6. Build theories through critique
I have posted some of my nascent and early theory about Learning and Teaching as Communicative Actions in the blog, which has generated thinking on the part of my students. This has had them contributing to my thinking and helped make the theory stronger. Some day, I’ll be able to finish revisions and try to publish the thing in a journal. My goal is early July if I can get some of these other deadlines out-of-the-way.
7. Express Lifeworld experiences
In some instances, I just like to let people know what is going on with me in a non-academic space. I have two small children and we do things. Sometimes, those things eventually translate into my practice. It is nice to see where they start in the Lifeworld and eventually influence my work systems and thinking.

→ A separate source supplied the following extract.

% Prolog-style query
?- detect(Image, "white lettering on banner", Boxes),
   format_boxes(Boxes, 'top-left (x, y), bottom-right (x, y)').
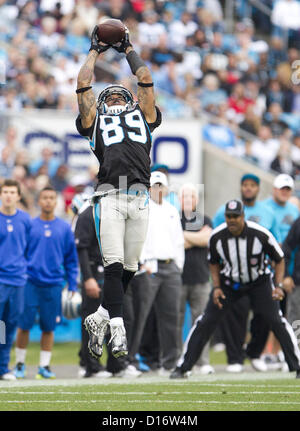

Thus, it becomes a record of me and my multitude of expressions, both poignant and simply descriptive.
8. Share resources
Many times, I just want to let people know about cool resources I have discovered. I often reflect on their value such as an upcoming post on my use of Schoology for the last 6 months in place of Blackboard. The stories I can tell about their use may help others as they decide whether or not to try something out and I can warn against any pitfalls.
9. Tell stories
As you can tell from the blog title, I believe that others often learn best through stories. These stories are simple forms of communication ranging from those that convey just a bit of plot, characters, and narrative to those that portray major thoughts and reflections on the systems in which we exist. To some extent, I tell the stories of my experiences with teaching, research, life, etc., just to share with others and it lets me know that I’m not alone in this and they can know that they are not either. I’ve been video recording my teaching for the last six months now, because that very act tells the story of my beliefs, approaches, thinking, influences, and actions. They are rolled into this dramaturgical act of identity expression that is me. Everything I do and everything I utter is part of this process, which is largely open to critique by peers, students, and even in my own reflective research practice. As noted by one of my students on Tuesday, Habermas said that those expressive actions that are found to be valid by the majority, eventually make their way into my strategic teaching actions. These activities that I require students to complete in a course generally started as dramaturgical acts and it was not until I received feedback in the for of critique that they became part of the strategic curriculum to which I adhere.
I’ll stop with an odd number here as there are likely many more reasons that I blog that are not currently occurring to me. However, I like the number 9 and it is my blog, so I get to choose where this post ends.